A study of women in political and spiritual authority, the oratorio aimed at shoring up the regency of Caroline of Ansbach when her husband, George II, was away consolidating his power bases in Hanover. The prophet Deborah leads the Israelite resistance against a Canaanite army of occupation under the pagan general Sisera. Barak is the warrior she appoints as head of her troops, but she prophesies that it is to another woman, Jael, that Sisera will eventually fall.
The Scottish Opera may have found an experienced adviser in Thomas Allen, but they'll need money to fully realise its potential something which is not lacking at the Vienna Phil
A couple of operatic stories for your delectation, or possible consternation: first, that Scottish Opera have appointed Thomas Allen as music adviser, to "provide high-level input and advice on musical and artistic matters while the company continues the process of recruiting a Music Director". No doubting Allen's credentials especially in the light of his productions as a director for Scottish Opera over recent years or his sagacity and experience as one of the great singers and personalities of British operatic life, but the questions for Scottish Opera continue: how long is the search for a new MD going to take? Does this appointment mean that Allen is a de facto, European-style intendant, in charge of "musical and artistic matters", and therefore responsible for casting, choosing conductors and repertoire, while the company finds its musical future? Or will Alex Reedijk, Scottish Opera's embattled general director, have the final say? How much will Allen be able to challenge the company to up its game on stage, and does his appointment mean there's more money to realise some of his ambitions? And when it comes to the most obvious musical matters that need addressing, I hope that Allen will advise the company echoing the aims of Emmanuel Joel-Hornak, the music director who left the job less than two months into it last year that the company should at least have the ambition to reappoint some full-time musicians, such as a chorus or an orchestra, which are the foundations of any serious opera company.

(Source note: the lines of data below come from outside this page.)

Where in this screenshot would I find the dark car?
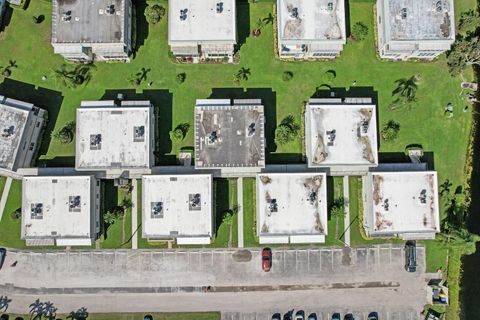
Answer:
[368,312,378,320]
[405,241,417,272]
[0,248,7,269]
[262,248,272,272]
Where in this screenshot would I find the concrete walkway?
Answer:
[237,177,243,248]
[0,177,12,221]
[132,179,138,249]
[343,176,350,247]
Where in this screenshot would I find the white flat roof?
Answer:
[76,101,153,170]
[306,103,378,167]
[370,171,440,233]
[256,173,327,236]
[0,96,33,170]
[22,176,93,238]
[142,174,212,238]
[277,0,345,40]
[168,0,237,43]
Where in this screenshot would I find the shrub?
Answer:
[282,71,293,81]
[176,72,187,84]
[381,120,400,141]
[145,4,165,24]
[352,22,368,41]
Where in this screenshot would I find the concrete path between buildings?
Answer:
[132,179,138,249]
[0,177,12,221]
[343,176,350,247]
[237,177,243,248]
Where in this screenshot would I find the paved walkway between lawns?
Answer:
[237,177,243,248]
[343,176,350,247]
[0,177,12,221]
[132,179,138,249]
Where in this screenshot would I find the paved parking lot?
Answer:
[222,306,421,320]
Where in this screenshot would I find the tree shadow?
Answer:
[132,0,148,59]
[213,178,230,234]
[100,180,118,240]
[209,88,277,163]
[0,2,13,32]
[235,1,250,52]
[102,89,177,166]
[0,79,63,162]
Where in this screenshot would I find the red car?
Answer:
[262,248,272,272]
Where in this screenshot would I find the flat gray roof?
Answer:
[195,99,265,168]
[256,173,327,236]
[52,0,125,43]
[22,176,93,238]
[0,96,33,170]
[306,100,378,167]
[76,101,154,170]
[142,174,212,238]
[381,0,455,40]
[372,171,440,233]
[168,0,237,42]
[277,0,345,40]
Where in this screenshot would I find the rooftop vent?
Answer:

Meanwhile, from another world of operatic largesse, the latest very rich and very famous recipient of classical music's biggest award, the $1m Birgit Nilsson prize, is the Vienna Philharmonic Orchestra, the two previous incumbents being Plácido Domingo and Riccardo Muti. We'll have to wait until October to find out what the orchestra plans to do with the money. Incidentally, its president, Clemens Hellsberg, is the Austrian representative on the Birgit Nilsson prize's five-person international jury. He apparently "left the virtual room the moment the orchestra was nominated by another member and played absolutely no part in any of the subsequent deliberations", according to the British representative, the Daily Telegraph's Rupert Christiansen. The prize's press release says that although Hellsberg was a member of the 2011 jury, he "recused himself from the 2014 panel". But here's hoping the Vienna Phil will use the cash to establish a visionary music education project perhaps they will commission some independent research into music and gender that will result in a gradual but fundamental redressing of the orchestra's still overwhelmingly male culture, and begin to reorient the orchestra as a unique and treasurable if controversial phenomenon that belongs to the whole world of classical music, not just to the well-heeled audiences of festivals and opera performances (excluding the BBC Proms, of course). A million bucks should be able to achieve some of that, surely?